Growth is slowing at Baidu (BIDU -0.47%), and it's also taking a toll on its bottom line. The dot-com pioneer behind China's leading search engine posted mixed financial results after Thursday's market close, and the initial market reaction was to sell off the stock. Having a key executive step away from the company obviously didn't help.
Revenue clocked in at $3.59 billion for Baidu's first quarter, 15% ahead of where it was a year earlier. Back out the nonessential businesses that Baidu has unloaded over the past year and revenue would've climbed at a healthier 21% clip. The top-line performance isn't surprising. It's actually smack dab in the middle of the guidance it offered three months ago. The bottom line was another story.

Image source: Baidu.
Falling into a hole
There are plenty of moving parts at Baidu despite the divestitures, and they're not all heading in the same direction. Online marketing revenue -- accounting for the lion's share of Baidu's top line at 73% of total results -- rose just 3% as weakness in healthcare, online game services, and financial services kept gains in education, retail, and business services in check. The balance of Baidu's revenue, on the other hand, soared 73%.
Baidu Core -- its flagship online search business and other key businesses outside of its iQiyi (IQ 3.07%) spinoff -- rose 8% to $2.6 billion. Streaming video giant iQiyi helped push overall results higher with its 43% top-line surge.

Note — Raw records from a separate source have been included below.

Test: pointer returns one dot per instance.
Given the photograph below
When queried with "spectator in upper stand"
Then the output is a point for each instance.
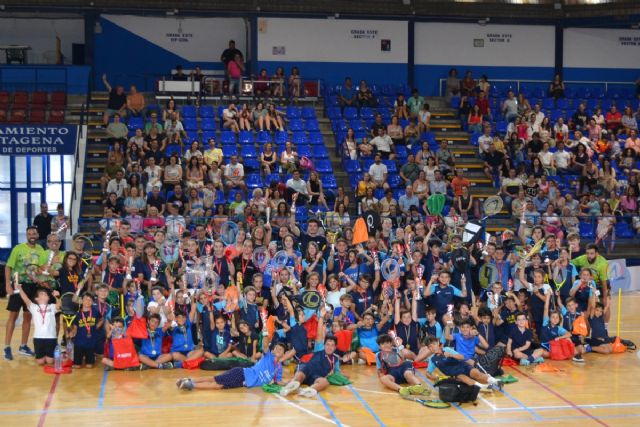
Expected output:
(173, 126)
(510, 187)
(347, 96)
(379, 173)
(415, 102)
(468, 85)
(234, 175)
(296, 184)
(179, 75)
(117, 101)
(560, 131)
(483, 104)
(262, 87)
(628, 121)
(581, 117)
(229, 54)
(135, 103)
(296, 89)
(492, 162)
(562, 159)
(412, 133)
(407, 200)
(235, 68)
(537, 110)
(410, 170)
(510, 107)
(153, 124)
(424, 118)
(230, 118)
(474, 120)
(116, 129)
(452, 86)
(484, 141)
(556, 88)
(614, 120)
(383, 144)
(633, 142)
(365, 96)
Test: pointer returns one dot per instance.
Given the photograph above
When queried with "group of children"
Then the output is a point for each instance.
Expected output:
(397, 324)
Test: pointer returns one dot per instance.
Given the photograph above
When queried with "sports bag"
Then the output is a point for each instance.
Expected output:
(451, 390)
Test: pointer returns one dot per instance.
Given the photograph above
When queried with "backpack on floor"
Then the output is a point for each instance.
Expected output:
(451, 390)
(491, 361)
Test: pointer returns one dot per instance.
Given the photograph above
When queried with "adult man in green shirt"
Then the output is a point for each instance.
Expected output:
(599, 267)
(415, 102)
(22, 256)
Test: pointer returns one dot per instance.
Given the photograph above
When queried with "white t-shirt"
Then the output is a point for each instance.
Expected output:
(562, 159)
(44, 320)
(377, 172)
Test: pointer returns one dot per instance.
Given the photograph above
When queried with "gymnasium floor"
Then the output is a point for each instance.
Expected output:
(605, 391)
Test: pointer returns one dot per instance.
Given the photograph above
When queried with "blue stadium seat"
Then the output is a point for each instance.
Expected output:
(296, 125)
(323, 166)
(208, 123)
(206, 111)
(254, 180)
(315, 138)
(329, 182)
(312, 125)
(352, 166)
(229, 150)
(190, 124)
(246, 137)
(251, 165)
(228, 137)
(293, 112)
(319, 152)
(248, 152)
(189, 112)
(308, 112)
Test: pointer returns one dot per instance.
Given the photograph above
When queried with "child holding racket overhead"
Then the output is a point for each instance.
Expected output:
(323, 363)
(268, 370)
(394, 370)
(451, 363)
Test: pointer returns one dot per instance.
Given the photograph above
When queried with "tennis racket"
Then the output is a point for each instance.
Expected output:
(487, 275)
(429, 403)
(492, 205)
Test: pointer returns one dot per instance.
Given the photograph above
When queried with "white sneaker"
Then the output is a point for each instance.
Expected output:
(290, 387)
(308, 392)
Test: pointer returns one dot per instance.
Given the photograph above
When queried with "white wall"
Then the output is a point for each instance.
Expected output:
(601, 48)
(194, 39)
(503, 45)
(41, 34)
(331, 40)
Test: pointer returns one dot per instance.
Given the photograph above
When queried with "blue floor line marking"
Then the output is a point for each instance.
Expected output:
(366, 405)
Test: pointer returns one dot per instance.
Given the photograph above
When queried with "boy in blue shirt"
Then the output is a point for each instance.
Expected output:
(182, 347)
(452, 364)
(314, 374)
(268, 370)
(394, 370)
(150, 354)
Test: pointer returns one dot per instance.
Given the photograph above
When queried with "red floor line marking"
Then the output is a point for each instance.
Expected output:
(564, 399)
(47, 402)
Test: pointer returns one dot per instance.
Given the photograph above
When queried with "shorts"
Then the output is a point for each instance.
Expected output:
(310, 375)
(398, 372)
(15, 300)
(233, 378)
(461, 368)
(44, 347)
(84, 353)
(595, 342)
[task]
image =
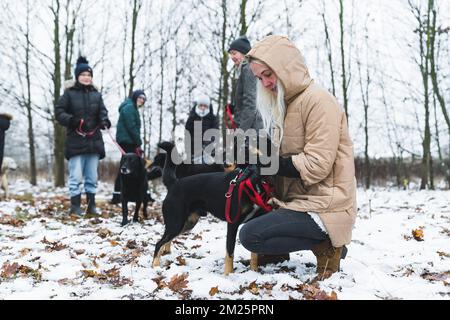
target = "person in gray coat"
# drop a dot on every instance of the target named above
(245, 114)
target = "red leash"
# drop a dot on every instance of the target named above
(230, 116)
(115, 142)
(260, 199)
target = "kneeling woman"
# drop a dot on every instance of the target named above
(315, 189)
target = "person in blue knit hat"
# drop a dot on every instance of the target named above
(128, 133)
(82, 111)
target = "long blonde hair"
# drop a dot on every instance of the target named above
(271, 107)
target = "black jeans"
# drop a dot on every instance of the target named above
(128, 148)
(281, 231)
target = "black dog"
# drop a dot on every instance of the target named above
(190, 197)
(182, 170)
(134, 185)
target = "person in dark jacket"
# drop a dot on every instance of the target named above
(245, 114)
(128, 133)
(82, 111)
(203, 113)
(243, 105)
(5, 121)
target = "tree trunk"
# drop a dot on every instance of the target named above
(136, 8)
(59, 132)
(344, 72)
(329, 51)
(31, 140)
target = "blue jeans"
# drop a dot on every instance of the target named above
(81, 167)
(281, 231)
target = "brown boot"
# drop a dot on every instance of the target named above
(265, 259)
(328, 259)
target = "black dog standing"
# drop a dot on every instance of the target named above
(134, 185)
(191, 197)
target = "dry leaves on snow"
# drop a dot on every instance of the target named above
(178, 284)
(418, 234)
(10, 220)
(10, 270)
(213, 291)
(53, 245)
(111, 276)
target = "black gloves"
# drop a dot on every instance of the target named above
(105, 124)
(287, 168)
(74, 122)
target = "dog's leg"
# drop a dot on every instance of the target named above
(124, 213)
(5, 184)
(231, 243)
(166, 249)
(174, 217)
(254, 261)
(144, 209)
(191, 222)
(228, 264)
(136, 211)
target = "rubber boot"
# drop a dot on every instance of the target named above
(116, 198)
(265, 259)
(328, 259)
(75, 205)
(91, 209)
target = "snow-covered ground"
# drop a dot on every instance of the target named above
(46, 255)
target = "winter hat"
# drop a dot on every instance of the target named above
(6, 116)
(136, 94)
(82, 66)
(203, 99)
(241, 44)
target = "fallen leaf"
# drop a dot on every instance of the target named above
(131, 244)
(213, 291)
(24, 251)
(103, 233)
(178, 282)
(435, 276)
(253, 288)
(9, 270)
(443, 254)
(159, 282)
(418, 234)
(181, 261)
(114, 243)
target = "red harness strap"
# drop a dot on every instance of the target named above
(81, 132)
(257, 198)
(230, 116)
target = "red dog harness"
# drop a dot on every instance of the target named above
(230, 116)
(84, 134)
(260, 199)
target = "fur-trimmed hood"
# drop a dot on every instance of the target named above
(69, 84)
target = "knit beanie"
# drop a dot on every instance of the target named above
(82, 66)
(136, 94)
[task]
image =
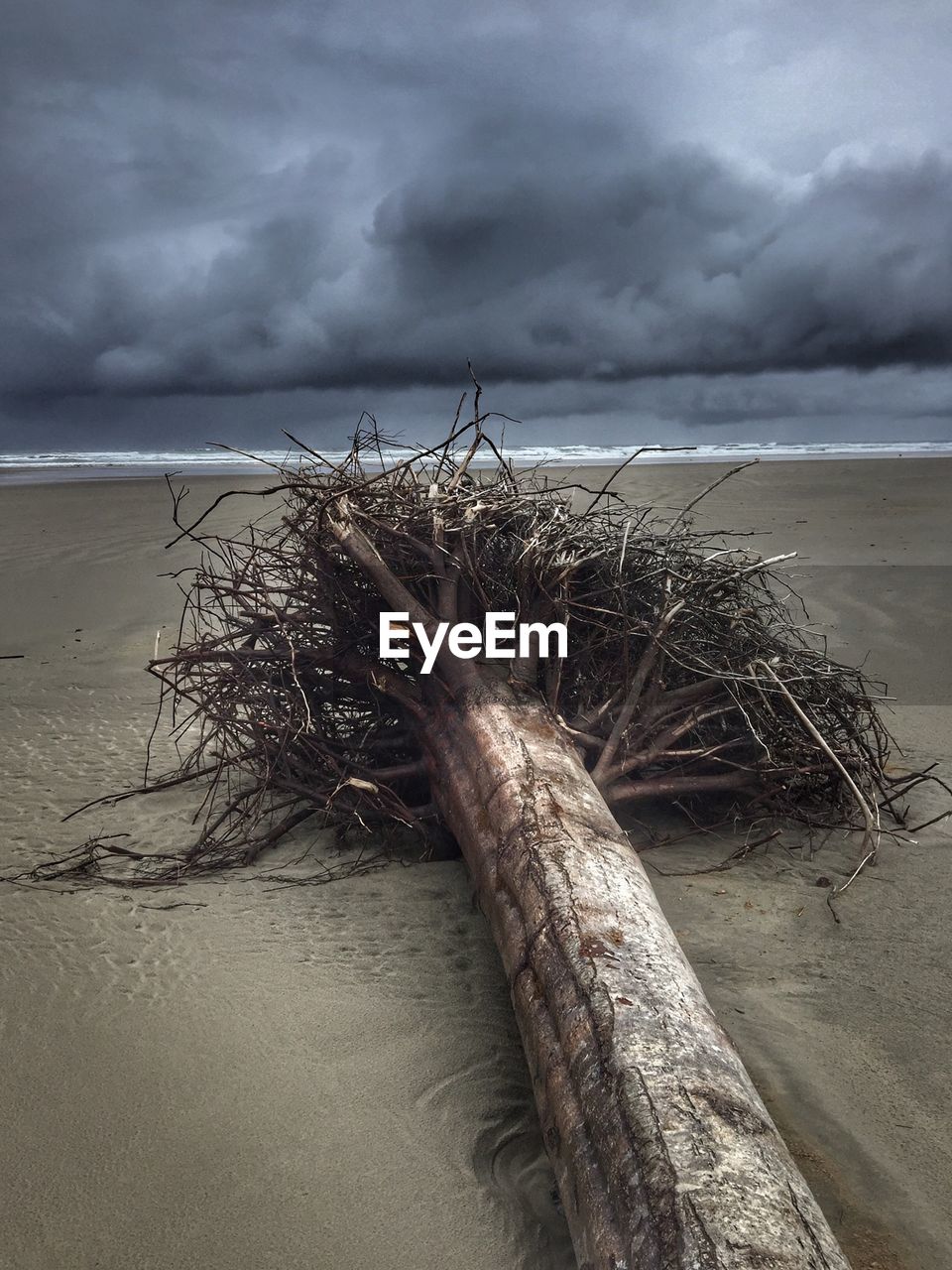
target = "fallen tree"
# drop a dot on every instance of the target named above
(687, 680)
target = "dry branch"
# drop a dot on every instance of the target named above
(687, 680)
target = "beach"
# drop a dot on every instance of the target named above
(240, 1074)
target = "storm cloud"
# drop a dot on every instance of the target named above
(248, 199)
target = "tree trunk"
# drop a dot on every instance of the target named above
(662, 1151)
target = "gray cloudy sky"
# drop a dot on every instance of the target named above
(660, 221)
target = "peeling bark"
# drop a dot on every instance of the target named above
(664, 1155)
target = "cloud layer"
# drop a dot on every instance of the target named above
(230, 199)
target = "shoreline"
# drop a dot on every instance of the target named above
(39, 475)
(331, 1075)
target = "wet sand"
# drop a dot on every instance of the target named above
(231, 1074)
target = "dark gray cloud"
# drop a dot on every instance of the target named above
(295, 207)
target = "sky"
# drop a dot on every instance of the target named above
(671, 222)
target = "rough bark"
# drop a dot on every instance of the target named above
(662, 1151)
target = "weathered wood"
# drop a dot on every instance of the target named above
(664, 1155)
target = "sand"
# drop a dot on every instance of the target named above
(330, 1076)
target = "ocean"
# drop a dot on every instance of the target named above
(98, 465)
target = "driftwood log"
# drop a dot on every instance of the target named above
(687, 680)
(662, 1151)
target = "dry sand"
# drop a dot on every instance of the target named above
(329, 1076)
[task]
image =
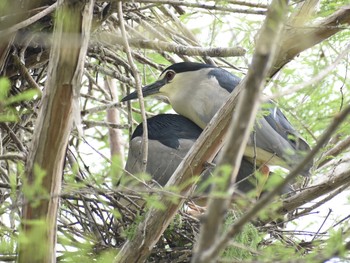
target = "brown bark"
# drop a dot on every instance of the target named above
(53, 128)
(155, 222)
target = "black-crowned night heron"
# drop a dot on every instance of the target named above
(197, 91)
(170, 137)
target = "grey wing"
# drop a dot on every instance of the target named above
(162, 160)
(276, 135)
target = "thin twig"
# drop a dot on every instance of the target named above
(138, 87)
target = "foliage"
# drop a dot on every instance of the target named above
(101, 206)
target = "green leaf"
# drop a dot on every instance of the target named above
(4, 89)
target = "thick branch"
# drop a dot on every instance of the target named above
(240, 127)
(53, 129)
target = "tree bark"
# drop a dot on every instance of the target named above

Once again, we find things slipping and sliding away all the way down the income statement. High content costs at iQiyi and skyrocketing traffic acquisition costs including a successful but costly CCTV New Year's Gala marketing campaign obliterated margins. Baidu posted an operating loss and a deficit on the bottom line, and even on an adjusted basis earnings plummeted 80% to $144 million or $0.41 a share.
The rough bottom-line showing isn't the only thing weighing on investors. Baidu announced that Hailong Xiang -- its senior vice president of search -- tendered his resignation after a 14-year stint at the dot-com pioneer. Guidance was another pressure point.
Baidu sees revenue clocking in between a decline of 3% and a gain of 2% for the second quarter. Backing out the businesses it has sold, continuing operations are expected to inch just 1% to 6% higher. Decelerating growth, squeezed margins, and one executive moving on are all bad looks on Baidu's end. Trade tensions with the U.S. and China's slowing economy are bad looks on a broader scale.
Baidu headed into earnings season with its highest short interest in more than a year. A blowout quarter or even a decent one could've triggered a short squeeze, but instead it was margins -- and the bulls -- getting squeezed this time.